Schemas can be handed down by standards committees, but they can also be thrown out on the Net by individuals or communities for widespread consideration. Each community will settle on the ones it likes. We called this principle "schema agnosticism."

While we all paid homage to the glories of metadata, we remained skeptical that people would understand the need for it and take the trouble to contribute information. Rael Dornfest, creator of the RSS-based Meerkat service for the O'Reilly Network, said that a little metadata goes a long way, adding logarithmically to the value and uses of the data it describes.

Any service or tool that provides either automated or manual access to reading and writing metadata offers an opening for an intrepid explorer to map the data and thus create an innovative service for other users. (Invisible Worlds is promoting a generalized approach to such APIs through the Simple Exchange Protocol, currently an Internet Draft.) This is a good reason to ask services to expose their data schemas and publish open APIs to their services. It's also a reason to deplore attempts to shut off innovation through bans on deep linking, restrictions on the amount of data one user can retrieve, or forcing developers to resort to "screen-scraping" and other fragile data-retrieval tricks.

The message

Peer-to-peer is so new that we have trouble attaching categorical statements to it. Yet it is also the oldest model in the world of communications. Telephones are peer-to-peer, as are Fidonet and the old-style UUCP implementation of Usenet. IP routing, the basis of the Internet, is peer-to-peer, even now when the largest access points raise themselves above the rest.

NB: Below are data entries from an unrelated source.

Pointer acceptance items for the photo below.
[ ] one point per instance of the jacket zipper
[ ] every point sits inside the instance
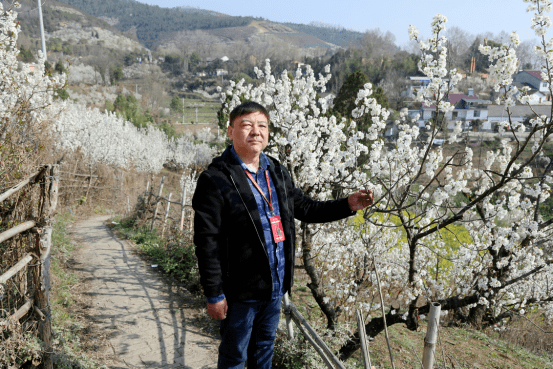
(256, 231)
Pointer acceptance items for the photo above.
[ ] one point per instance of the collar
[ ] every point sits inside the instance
(263, 161)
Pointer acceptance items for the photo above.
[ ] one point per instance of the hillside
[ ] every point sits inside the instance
(336, 36)
(152, 23)
(71, 31)
(155, 26)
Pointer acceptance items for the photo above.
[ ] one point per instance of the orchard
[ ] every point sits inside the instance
(485, 258)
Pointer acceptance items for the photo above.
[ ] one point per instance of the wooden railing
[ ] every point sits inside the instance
(159, 198)
(41, 228)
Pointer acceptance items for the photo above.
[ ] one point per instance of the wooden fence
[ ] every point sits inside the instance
(35, 263)
(158, 199)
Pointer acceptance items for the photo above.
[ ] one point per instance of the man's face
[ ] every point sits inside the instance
(249, 134)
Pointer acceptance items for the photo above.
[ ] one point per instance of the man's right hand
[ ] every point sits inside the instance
(218, 310)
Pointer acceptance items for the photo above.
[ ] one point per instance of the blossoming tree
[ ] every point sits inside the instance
(485, 258)
(26, 98)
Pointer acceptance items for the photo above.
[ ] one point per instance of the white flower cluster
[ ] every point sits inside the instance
(26, 92)
(109, 139)
(444, 225)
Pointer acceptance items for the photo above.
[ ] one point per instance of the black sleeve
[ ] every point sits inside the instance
(207, 203)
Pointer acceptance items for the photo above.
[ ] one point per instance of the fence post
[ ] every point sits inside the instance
(54, 187)
(157, 202)
(431, 336)
(363, 340)
(43, 298)
(166, 214)
(183, 203)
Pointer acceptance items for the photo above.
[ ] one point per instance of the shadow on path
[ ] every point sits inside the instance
(148, 319)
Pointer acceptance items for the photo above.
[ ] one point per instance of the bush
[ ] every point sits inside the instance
(174, 254)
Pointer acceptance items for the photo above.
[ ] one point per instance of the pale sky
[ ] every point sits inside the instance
(474, 16)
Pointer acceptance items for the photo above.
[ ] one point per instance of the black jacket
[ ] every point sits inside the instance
(228, 235)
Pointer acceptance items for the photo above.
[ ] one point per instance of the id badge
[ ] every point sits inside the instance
(276, 227)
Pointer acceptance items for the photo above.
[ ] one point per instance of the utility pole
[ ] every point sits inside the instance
(42, 29)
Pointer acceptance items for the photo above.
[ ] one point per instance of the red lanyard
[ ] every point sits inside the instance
(270, 201)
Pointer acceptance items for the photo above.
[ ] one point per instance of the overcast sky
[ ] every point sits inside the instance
(474, 16)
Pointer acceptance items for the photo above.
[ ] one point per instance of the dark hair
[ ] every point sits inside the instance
(246, 108)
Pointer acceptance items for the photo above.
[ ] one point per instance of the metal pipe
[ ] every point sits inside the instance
(289, 324)
(42, 30)
(16, 268)
(431, 336)
(16, 230)
(363, 340)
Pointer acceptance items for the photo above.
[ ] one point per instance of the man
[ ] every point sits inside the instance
(245, 204)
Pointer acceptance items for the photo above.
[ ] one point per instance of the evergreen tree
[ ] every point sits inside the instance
(194, 62)
(344, 104)
(25, 55)
(176, 104)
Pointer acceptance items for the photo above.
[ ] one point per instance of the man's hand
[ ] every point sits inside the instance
(360, 200)
(218, 310)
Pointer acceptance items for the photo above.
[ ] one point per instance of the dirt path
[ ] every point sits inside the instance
(145, 319)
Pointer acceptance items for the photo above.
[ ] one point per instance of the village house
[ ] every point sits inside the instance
(539, 89)
(498, 113)
(468, 109)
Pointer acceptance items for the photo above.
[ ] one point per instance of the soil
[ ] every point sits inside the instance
(134, 317)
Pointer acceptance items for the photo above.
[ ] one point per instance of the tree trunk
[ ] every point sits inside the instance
(316, 289)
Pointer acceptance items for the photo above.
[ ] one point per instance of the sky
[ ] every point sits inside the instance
(474, 16)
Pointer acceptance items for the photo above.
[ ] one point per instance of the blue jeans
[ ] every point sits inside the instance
(248, 333)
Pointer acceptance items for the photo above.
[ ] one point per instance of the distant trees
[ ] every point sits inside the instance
(194, 62)
(129, 108)
(482, 62)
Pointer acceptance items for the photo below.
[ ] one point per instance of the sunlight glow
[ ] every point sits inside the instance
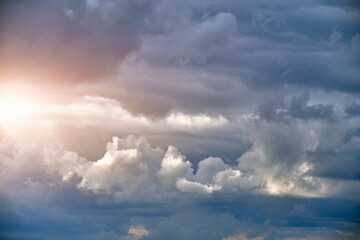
(13, 108)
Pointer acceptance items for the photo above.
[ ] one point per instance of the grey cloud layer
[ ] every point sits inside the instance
(244, 119)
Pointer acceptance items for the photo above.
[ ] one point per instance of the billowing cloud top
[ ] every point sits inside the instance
(139, 119)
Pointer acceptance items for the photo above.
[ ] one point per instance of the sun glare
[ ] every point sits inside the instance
(13, 108)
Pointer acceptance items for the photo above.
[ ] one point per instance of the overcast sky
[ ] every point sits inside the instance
(162, 119)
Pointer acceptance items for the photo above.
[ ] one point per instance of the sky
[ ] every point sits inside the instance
(183, 120)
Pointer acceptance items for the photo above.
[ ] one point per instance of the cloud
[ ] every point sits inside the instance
(243, 237)
(68, 41)
(138, 232)
(353, 110)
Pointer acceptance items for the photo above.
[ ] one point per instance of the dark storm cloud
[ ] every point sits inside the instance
(353, 110)
(282, 161)
(297, 108)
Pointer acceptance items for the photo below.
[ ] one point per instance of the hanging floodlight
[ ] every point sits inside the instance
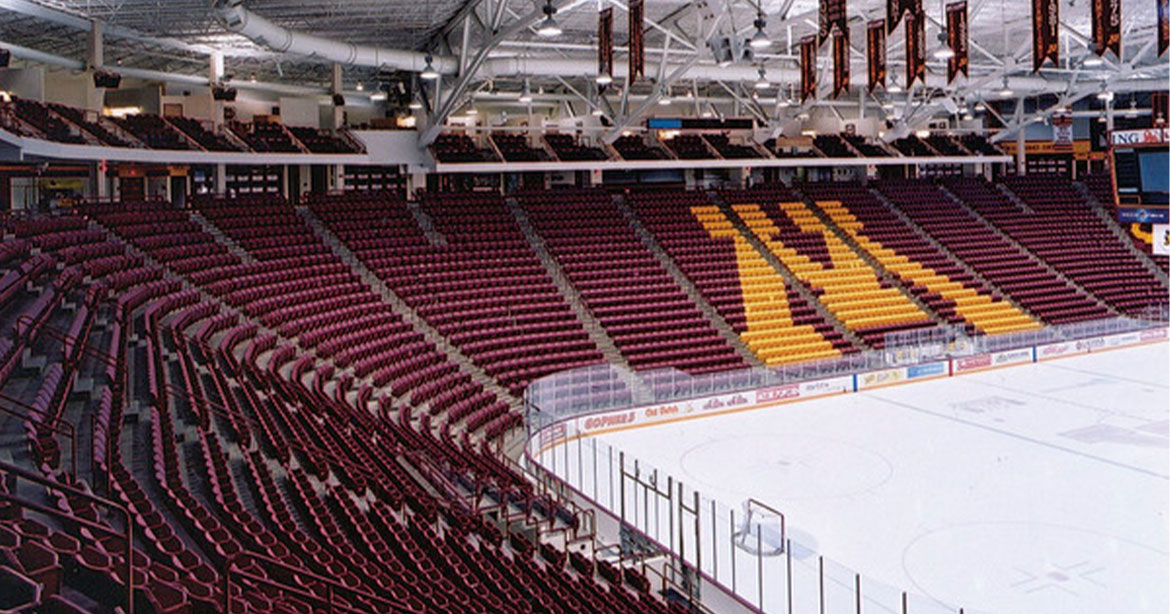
(1006, 90)
(943, 52)
(428, 70)
(759, 40)
(762, 83)
(549, 26)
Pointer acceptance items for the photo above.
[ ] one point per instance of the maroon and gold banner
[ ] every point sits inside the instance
(875, 54)
(1107, 27)
(915, 48)
(1160, 107)
(1163, 26)
(958, 41)
(1045, 33)
(605, 42)
(832, 18)
(807, 67)
(840, 62)
(637, 41)
(895, 9)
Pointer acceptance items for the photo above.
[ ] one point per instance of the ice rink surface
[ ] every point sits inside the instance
(1036, 489)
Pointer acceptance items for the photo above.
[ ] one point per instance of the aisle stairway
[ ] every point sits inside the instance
(846, 285)
(990, 316)
(772, 332)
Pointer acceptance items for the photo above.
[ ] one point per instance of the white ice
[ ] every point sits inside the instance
(1038, 489)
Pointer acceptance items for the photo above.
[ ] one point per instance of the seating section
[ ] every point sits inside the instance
(280, 435)
(95, 128)
(153, 131)
(978, 144)
(1100, 185)
(634, 147)
(864, 146)
(913, 146)
(832, 146)
(850, 288)
(568, 149)
(936, 280)
(652, 322)
(771, 318)
(945, 145)
(45, 121)
(1064, 232)
(689, 147)
(205, 138)
(483, 289)
(1032, 287)
(515, 149)
(458, 147)
(266, 138)
(322, 140)
(728, 150)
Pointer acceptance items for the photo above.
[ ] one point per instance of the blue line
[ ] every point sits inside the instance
(1024, 437)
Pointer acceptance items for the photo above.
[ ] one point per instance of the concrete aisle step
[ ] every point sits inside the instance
(406, 311)
(1027, 253)
(789, 276)
(1121, 233)
(713, 316)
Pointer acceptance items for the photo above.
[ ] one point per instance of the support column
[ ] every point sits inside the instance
(95, 59)
(101, 183)
(1020, 154)
(215, 76)
(338, 111)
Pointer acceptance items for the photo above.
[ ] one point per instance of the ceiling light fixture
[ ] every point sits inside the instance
(759, 40)
(1006, 90)
(549, 26)
(943, 52)
(428, 70)
(763, 83)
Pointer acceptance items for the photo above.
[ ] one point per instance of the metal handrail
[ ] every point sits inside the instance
(128, 536)
(232, 566)
(60, 427)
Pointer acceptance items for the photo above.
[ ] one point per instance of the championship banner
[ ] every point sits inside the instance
(895, 9)
(1163, 26)
(637, 41)
(840, 62)
(605, 43)
(807, 67)
(832, 18)
(915, 48)
(958, 41)
(1062, 131)
(1160, 107)
(1045, 33)
(1162, 239)
(875, 54)
(1107, 27)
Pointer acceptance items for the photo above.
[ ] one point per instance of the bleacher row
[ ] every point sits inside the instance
(249, 397)
(453, 147)
(66, 124)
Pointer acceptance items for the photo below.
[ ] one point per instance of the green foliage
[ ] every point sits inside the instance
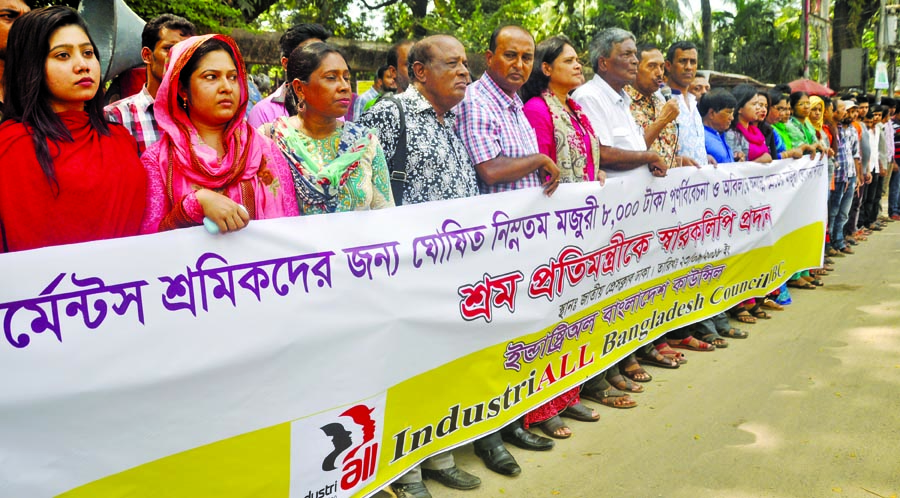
(209, 17)
(756, 42)
(331, 13)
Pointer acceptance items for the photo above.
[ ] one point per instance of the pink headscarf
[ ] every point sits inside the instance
(186, 162)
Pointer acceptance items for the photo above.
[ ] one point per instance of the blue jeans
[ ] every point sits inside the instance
(834, 206)
(839, 211)
(894, 195)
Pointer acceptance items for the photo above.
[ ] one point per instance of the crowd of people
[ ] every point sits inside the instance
(180, 153)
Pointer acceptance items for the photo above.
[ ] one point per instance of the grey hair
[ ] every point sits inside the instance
(602, 44)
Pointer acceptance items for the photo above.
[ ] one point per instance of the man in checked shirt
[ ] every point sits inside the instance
(136, 112)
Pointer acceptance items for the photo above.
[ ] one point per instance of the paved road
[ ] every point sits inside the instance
(808, 406)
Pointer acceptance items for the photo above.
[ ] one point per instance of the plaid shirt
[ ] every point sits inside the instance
(136, 114)
(646, 111)
(490, 124)
(848, 150)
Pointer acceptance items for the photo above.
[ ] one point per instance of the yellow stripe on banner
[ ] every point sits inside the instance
(252, 464)
(456, 402)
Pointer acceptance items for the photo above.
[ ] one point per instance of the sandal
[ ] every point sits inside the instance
(742, 315)
(716, 340)
(581, 413)
(691, 343)
(653, 356)
(554, 426)
(771, 305)
(758, 312)
(610, 397)
(734, 333)
(800, 284)
(633, 370)
(623, 383)
(667, 351)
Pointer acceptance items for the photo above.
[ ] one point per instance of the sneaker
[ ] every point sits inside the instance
(410, 490)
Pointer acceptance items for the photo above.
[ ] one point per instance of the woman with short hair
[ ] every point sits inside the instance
(336, 166)
(66, 176)
(565, 135)
(745, 138)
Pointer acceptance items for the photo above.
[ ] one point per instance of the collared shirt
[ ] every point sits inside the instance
(269, 109)
(872, 166)
(691, 137)
(848, 150)
(359, 105)
(717, 146)
(888, 140)
(135, 113)
(437, 164)
(646, 110)
(610, 115)
(490, 123)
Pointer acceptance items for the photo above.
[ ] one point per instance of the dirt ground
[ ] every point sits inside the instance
(808, 406)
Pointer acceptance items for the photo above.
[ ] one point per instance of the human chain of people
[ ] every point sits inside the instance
(191, 148)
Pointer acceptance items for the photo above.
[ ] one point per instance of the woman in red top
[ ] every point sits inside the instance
(66, 176)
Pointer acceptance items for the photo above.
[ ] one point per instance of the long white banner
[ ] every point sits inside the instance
(300, 357)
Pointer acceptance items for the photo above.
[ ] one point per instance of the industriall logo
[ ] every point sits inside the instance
(355, 459)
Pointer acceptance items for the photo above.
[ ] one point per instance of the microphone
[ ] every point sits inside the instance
(666, 92)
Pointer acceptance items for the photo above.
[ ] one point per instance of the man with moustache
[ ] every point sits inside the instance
(10, 10)
(136, 112)
(623, 149)
(504, 151)
(656, 117)
(437, 168)
(397, 59)
(699, 87)
(681, 68)
(848, 168)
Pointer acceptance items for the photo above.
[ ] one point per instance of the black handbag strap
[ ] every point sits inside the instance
(398, 159)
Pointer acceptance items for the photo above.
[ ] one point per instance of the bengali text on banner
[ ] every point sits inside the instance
(324, 356)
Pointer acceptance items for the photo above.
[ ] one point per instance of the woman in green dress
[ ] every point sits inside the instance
(336, 166)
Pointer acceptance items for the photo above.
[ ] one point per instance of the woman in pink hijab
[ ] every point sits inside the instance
(209, 162)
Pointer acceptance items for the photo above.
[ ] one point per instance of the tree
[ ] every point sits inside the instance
(706, 28)
(331, 13)
(850, 18)
(756, 42)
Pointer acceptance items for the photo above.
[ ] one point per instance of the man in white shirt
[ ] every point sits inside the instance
(613, 54)
(681, 68)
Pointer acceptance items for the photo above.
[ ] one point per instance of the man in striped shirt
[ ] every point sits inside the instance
(503, 147)
(492, 126)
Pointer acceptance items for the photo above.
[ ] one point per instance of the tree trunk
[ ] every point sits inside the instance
(850, 17)
(706, 21)
(420, 10)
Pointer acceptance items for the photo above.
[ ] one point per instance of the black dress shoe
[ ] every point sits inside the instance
(454, 477)
(410, 490)
(516, 435)
(499, 460)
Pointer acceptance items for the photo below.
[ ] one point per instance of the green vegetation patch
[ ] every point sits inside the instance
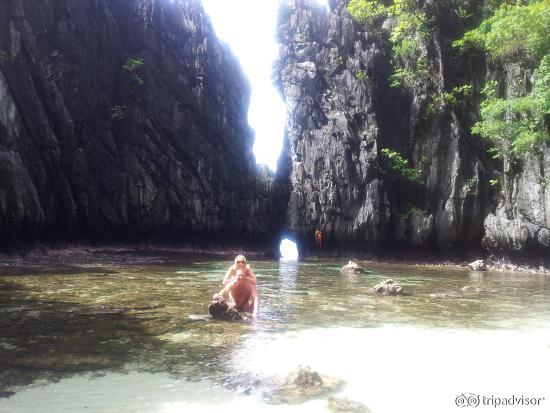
(407, 35)
(400, 165)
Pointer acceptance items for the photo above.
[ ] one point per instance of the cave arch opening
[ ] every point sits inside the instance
(288, 249)
(249, 28)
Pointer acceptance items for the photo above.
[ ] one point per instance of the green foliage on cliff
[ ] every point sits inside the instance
(400, 165)
(518, 125)
(408, 31)
(515, 33)
(132, 67)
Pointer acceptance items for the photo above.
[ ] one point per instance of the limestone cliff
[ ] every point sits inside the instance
(125, 119)
(342, 112)
(521, 222)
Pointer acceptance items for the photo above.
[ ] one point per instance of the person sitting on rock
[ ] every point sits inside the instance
(240, 263)
(243, 293)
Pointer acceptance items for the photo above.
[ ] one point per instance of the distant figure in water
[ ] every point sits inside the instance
(240, 264)
(242, 291)
(318, 238)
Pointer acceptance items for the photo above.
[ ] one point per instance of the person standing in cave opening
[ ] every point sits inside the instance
(240, 264)
(242, 292)
(318, 238)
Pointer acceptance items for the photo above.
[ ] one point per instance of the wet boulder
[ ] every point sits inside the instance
(445, 295)
(388, 287)
(351, 268)
(344, 405)
(302, 385)
(221, 310)
(478, 265)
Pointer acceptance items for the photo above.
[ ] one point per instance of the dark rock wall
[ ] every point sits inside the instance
(89, 148)
(339, 122)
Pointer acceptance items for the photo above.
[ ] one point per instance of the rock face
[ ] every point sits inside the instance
(342, 113)
(123, 119)
(521, 222)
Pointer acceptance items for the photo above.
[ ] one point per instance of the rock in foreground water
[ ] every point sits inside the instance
(478, 265)
(344, 405)
(221, 310)
(387, 287)
(302, 385)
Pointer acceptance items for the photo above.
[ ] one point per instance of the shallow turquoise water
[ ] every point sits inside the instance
(121, 332)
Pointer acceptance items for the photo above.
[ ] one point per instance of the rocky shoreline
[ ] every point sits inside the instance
(137, 252)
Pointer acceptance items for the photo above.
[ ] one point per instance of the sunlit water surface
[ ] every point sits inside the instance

Up until the past decade, every Internet-connected system hosted both servers and clients. Aside from dial-up users, the second-class status of today's PC browser set didn't exist. One of our messages, therefore, is:

Peer-to-peer is fundamental to the architecture of the Internet.

Another element of our message is that peer-to-peer brings people together; it builds communities in a way that eludes all the portals that so earnestly try to build them from the top down. Jabber, by providing chatters with an easy way to categorize their content, hopes to help them organize themselves. Weblogs, Wiki, and Meerkat let people follow and comment on the goings-on of other people who interest them. Even a passive sharing of resources, like Popular Power or SETI@Home, makes people feel they're part of something big -- and they like the feeling, according to Minar.

When people collaborate, each has the opportunity -- though not the requirement -- of being a producer as well as a consumer. Those who produce may be relatively few: For instance, a recent study found that only 2% of Gnutella users contribute content, and even on Usenet News the ratio of posters to total readers is only about 7%. But that is enough to keep the system afloat. The important thing is to give everybody the opportunity. Thus our slogans:

Peer-to-peer is the end of the read-only Web.

Peer-to-peer allows you to participate in the Internet again.

Peer-to-peer: steering the Internet away from TV.

Since each peer represents a person (and in fact, a person can appear in many different guises on one or more peer-to-peer systems), these systems can lead to emerging, self-organizing communities.

Some peer-to-peer systems deal in fungible resources, such as the use of idle computing power by SETI@Home or Popular Power. In these systems, resources are valuable because they're interchangeable. But in many systems, where the goal is to share files or metadata, the diversity of the peers is what makes the system valuable. Resources like disk space may start out fungible but then develop differences as users add unique content.

Limitations

Ray Ozzie, the developer of Lotus Notes and more recently the founder of Groove Networks, asked us to come up with a clear marketing slogan that would let a busy system designer decide whether peer-to-peer was right for his system. We didn't succeed at finding a pithy summary, but we did make a list of applications that raise a warning flag. There are situations where peer-to-peer is counterindicated.

Peer-to-peer is probably not appropriate when it's important for everybody to know all the current data at the same time. You probably can't run a stock market with peer-to-peer, for instance, because fair pricing fundamentally depends on everybody knowing the asking price and seeing the impact of all bids. An airline reservation system wouldn't be appropriate either, unless each buyer is willing to sit on somebody else's lap. We did not achieve consensus on whether peer-to-peer applications are good for rapidly changing data.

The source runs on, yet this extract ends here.